The Jimmy Reid Foundation has launched a Commission on Fair Access to Political Influence. It was launched with a report, Not By The People (supported by the Joseph Rowntree Reform Trust), which showed that the people who are invited to influence government policy in Scotland are drawn from a very narrow section of the population, almost all in the top 10 per cent by income. Meanwhile, the 70 per cent of the population which earns average wage or below makes up only about three per cent of these ‘influencers’.
Political decisions made on the basis of the views of such a limited spectrum of the Scottish people risks being unrepresentative. Giving the impression of not listening to the experiences of the majority of the population risks increasing disillusionment. And revelations about the lobbying industry has caused concerns about political accountability.
We want to produce a set of proposals for how a much more diverse set of people can gain access to decision-making processes. We’re calling for people to tell us about their experience of trying to influence politics without large PR budgets and to propose concrete solutions. The sorts of things we think might start to address the problem are:
• Alternative forms of decision-making which include more diverse groups of people making decision – for example Citizens’ Juries.
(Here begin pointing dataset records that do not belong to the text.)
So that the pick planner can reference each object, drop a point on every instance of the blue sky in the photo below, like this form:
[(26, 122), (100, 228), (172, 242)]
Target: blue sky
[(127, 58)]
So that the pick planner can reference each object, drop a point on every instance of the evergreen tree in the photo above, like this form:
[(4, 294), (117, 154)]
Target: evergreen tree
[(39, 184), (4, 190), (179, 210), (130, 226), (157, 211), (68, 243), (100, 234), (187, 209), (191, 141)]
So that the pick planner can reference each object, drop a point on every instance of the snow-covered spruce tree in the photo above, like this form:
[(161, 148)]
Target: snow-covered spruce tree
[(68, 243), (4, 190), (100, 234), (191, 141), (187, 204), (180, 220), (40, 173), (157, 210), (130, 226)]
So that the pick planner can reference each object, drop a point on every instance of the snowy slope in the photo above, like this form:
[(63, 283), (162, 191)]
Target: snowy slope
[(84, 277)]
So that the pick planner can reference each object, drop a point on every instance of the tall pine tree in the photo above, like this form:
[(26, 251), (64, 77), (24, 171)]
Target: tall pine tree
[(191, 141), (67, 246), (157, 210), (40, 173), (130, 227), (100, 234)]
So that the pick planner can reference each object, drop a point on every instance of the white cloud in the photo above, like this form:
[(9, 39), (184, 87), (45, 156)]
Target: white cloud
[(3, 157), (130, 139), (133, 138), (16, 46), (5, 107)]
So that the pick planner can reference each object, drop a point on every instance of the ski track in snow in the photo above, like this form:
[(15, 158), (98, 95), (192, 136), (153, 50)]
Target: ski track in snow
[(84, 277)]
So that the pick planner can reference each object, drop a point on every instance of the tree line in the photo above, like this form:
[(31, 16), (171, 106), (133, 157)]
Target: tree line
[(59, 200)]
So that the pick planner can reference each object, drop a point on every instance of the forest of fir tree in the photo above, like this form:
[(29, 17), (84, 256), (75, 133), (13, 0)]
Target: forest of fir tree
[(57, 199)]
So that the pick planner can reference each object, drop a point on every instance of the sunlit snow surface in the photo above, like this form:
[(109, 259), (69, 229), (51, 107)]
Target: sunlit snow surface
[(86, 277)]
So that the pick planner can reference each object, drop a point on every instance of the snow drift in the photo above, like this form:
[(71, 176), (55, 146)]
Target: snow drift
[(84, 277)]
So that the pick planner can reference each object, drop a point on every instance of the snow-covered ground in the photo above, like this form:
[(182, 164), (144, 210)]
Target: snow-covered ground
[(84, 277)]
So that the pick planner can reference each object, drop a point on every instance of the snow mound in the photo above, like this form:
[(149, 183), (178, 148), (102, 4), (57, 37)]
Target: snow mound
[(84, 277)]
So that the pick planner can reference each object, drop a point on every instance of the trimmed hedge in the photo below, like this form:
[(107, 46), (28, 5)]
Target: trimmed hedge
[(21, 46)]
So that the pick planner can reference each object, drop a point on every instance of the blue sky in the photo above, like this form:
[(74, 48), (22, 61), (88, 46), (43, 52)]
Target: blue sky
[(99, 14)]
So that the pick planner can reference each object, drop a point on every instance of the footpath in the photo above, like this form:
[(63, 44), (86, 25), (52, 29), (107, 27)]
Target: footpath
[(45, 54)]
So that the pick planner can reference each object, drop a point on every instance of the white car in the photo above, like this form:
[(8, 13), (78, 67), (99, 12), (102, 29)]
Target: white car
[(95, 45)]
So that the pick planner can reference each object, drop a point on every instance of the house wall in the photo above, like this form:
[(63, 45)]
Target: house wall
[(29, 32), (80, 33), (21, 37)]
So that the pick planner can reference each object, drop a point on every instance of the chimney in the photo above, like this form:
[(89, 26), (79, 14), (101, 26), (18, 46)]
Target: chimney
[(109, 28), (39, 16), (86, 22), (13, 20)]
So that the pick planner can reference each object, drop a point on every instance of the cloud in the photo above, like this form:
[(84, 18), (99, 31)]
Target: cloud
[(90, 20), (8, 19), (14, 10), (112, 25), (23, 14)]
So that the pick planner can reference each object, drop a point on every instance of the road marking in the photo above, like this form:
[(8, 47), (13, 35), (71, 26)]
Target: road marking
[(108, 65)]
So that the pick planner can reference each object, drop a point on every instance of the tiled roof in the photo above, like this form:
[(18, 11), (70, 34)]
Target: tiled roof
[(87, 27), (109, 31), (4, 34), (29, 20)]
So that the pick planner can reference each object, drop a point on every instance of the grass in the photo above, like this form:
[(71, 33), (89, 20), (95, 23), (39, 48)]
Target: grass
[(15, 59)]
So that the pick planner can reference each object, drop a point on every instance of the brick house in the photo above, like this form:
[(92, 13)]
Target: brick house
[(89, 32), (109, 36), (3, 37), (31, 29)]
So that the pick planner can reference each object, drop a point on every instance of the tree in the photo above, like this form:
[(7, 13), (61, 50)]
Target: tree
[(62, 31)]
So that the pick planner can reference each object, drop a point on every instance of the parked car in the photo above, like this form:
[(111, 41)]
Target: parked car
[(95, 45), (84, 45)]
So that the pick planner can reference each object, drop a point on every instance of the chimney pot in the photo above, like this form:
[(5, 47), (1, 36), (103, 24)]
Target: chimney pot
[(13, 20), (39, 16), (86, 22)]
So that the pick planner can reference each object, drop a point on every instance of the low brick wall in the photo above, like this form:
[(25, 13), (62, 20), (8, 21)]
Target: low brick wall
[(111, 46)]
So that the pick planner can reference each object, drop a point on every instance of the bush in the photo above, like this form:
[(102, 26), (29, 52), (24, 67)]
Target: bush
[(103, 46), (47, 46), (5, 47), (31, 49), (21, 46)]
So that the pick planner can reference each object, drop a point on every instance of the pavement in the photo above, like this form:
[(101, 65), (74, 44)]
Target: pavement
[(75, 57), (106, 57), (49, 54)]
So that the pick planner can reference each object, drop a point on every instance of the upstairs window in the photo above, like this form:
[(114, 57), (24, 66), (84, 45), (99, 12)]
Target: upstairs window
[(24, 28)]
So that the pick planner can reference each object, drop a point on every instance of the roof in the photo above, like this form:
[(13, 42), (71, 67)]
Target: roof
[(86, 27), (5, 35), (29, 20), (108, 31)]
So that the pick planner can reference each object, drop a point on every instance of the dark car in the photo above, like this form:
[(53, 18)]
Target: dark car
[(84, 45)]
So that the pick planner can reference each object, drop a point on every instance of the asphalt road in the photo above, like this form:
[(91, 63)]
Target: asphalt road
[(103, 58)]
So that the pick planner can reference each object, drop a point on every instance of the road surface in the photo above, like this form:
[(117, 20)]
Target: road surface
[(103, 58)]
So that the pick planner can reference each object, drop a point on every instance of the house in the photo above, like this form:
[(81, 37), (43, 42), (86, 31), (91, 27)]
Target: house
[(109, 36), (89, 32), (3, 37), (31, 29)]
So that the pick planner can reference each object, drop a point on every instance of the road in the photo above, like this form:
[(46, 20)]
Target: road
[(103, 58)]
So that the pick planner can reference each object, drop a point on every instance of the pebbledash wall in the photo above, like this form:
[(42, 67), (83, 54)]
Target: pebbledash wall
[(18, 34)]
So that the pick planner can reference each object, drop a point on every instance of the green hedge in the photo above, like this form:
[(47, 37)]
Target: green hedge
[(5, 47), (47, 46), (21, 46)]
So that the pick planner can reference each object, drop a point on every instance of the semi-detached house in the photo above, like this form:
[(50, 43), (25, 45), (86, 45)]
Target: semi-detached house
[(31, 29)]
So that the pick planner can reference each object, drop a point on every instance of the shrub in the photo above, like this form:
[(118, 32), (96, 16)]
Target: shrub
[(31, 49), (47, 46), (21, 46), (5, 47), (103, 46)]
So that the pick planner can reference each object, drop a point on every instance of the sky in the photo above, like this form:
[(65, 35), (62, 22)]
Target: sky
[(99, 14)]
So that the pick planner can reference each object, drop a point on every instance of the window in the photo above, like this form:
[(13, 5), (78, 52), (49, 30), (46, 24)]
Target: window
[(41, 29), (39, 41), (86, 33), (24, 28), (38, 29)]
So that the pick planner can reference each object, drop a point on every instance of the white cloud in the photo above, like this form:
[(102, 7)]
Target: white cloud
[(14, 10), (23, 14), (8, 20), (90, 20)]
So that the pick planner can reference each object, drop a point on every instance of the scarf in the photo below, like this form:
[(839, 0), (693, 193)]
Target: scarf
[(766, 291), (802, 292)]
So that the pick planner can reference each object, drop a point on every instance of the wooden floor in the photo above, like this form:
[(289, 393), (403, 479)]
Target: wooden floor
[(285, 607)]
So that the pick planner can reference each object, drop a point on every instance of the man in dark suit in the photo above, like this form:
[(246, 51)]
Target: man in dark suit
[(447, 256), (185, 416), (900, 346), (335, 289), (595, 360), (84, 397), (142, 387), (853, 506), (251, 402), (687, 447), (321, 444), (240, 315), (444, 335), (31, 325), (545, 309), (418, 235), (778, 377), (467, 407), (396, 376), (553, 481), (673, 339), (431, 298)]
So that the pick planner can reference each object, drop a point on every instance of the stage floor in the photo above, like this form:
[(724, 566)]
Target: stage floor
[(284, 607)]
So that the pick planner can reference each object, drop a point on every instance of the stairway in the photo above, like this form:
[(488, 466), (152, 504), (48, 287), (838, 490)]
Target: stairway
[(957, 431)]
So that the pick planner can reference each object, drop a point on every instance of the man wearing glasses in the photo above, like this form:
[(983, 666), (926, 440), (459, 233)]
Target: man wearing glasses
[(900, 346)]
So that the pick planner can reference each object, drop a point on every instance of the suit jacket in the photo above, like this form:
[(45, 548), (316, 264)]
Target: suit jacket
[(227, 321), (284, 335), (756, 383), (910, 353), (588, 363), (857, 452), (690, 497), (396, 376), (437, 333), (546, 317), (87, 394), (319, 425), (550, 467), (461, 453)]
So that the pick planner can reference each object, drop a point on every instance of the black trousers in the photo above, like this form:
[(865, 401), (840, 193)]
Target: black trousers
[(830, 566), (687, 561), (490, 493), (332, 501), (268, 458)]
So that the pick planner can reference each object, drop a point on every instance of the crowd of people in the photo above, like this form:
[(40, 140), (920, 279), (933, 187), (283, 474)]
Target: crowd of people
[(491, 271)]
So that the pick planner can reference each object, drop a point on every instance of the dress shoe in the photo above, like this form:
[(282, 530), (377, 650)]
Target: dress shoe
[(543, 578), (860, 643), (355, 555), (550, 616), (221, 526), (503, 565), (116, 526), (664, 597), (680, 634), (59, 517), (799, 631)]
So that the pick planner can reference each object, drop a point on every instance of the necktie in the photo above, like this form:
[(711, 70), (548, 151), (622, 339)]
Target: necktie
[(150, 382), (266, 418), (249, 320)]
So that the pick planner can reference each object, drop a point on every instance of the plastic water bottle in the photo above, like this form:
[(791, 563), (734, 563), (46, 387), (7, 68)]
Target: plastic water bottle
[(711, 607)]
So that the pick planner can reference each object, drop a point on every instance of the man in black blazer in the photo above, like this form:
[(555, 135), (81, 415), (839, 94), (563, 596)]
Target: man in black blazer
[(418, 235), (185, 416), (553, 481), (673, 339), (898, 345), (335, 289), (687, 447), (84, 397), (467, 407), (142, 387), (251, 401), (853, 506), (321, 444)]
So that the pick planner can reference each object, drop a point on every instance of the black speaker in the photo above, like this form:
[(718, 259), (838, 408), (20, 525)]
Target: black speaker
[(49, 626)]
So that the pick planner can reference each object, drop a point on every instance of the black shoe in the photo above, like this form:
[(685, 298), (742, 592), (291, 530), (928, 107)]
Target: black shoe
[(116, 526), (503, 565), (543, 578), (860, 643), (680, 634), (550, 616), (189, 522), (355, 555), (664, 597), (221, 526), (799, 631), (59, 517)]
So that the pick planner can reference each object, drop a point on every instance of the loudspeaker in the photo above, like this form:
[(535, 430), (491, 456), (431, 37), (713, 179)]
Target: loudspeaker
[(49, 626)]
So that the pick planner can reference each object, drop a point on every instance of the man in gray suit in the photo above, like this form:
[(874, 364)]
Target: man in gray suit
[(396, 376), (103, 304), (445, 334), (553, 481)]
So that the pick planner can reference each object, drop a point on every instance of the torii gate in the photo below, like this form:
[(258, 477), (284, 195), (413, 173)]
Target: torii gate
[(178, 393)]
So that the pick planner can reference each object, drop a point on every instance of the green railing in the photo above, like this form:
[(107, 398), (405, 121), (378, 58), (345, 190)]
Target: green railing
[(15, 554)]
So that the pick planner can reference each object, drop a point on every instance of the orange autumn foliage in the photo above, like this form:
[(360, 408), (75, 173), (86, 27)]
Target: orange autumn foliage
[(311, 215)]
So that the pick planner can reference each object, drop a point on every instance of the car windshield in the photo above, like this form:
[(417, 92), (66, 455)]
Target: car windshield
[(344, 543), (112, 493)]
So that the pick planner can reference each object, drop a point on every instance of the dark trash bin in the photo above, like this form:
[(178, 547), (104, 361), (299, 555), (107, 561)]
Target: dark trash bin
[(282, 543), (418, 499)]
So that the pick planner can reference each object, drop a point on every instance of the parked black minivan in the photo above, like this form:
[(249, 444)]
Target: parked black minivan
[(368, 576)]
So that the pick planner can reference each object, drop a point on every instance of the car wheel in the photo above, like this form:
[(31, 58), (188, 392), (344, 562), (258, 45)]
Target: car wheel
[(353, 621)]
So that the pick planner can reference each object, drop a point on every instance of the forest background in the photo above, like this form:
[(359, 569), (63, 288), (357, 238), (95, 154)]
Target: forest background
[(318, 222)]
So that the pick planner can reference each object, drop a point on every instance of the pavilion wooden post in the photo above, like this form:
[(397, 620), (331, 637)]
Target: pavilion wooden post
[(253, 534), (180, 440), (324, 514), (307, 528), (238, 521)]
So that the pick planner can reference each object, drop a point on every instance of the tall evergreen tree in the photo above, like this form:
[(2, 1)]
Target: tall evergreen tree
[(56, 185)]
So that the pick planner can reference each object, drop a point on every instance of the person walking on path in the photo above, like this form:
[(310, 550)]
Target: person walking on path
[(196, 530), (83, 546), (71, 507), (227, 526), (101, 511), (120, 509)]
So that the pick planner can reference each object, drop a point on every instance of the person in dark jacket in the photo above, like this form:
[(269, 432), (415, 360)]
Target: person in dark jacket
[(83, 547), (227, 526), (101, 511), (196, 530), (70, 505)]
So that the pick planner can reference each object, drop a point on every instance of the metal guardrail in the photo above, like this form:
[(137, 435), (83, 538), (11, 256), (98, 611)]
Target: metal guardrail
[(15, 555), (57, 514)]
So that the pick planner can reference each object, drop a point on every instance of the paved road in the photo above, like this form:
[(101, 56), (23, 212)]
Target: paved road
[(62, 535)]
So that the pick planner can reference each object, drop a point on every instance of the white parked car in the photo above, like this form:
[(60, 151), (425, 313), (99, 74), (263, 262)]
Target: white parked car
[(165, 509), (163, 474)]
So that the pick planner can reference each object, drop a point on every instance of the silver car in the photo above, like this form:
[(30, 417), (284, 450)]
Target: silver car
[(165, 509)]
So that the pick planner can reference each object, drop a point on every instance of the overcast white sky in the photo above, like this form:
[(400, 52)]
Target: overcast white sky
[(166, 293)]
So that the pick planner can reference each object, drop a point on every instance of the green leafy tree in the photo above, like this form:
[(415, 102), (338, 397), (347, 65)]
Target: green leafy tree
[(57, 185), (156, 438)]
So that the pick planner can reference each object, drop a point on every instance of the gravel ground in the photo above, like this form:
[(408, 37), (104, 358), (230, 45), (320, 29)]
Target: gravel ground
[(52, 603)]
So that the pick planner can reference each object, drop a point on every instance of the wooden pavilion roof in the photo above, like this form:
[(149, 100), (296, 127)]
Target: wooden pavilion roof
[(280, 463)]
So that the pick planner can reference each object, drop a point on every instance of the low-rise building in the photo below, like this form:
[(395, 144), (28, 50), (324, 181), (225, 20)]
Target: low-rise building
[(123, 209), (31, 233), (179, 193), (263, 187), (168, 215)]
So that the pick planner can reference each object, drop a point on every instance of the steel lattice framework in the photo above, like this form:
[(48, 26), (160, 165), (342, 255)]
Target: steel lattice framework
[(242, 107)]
• Initiatives that bring decision-makers closer to those affected by their decisions – for example secondments to community groups
• Actions which can make existing decision-making processes more representative – for example an expectation that evidence will be taken in proportion to those affected by a decision
• Means of drawing people into debate about public policy – for example web-based participative democracy initiatives
• Ways to get a better picture of how decisions will affect different groups – for example by producing more detailed social impact studies
• Opportunities for ordinary people to influence political agendas – for example, through additional powers for the Scottish Parliament’s Public Petitions Committee
We will produce a final report which will collect the best proposals together and will present these to the Scottish Government and all the political parties in Scotland. The aim is not to produce a ‘discussion document’ but a call for action; we will follow up its publication with a coordinated push to get its recommendations implemented.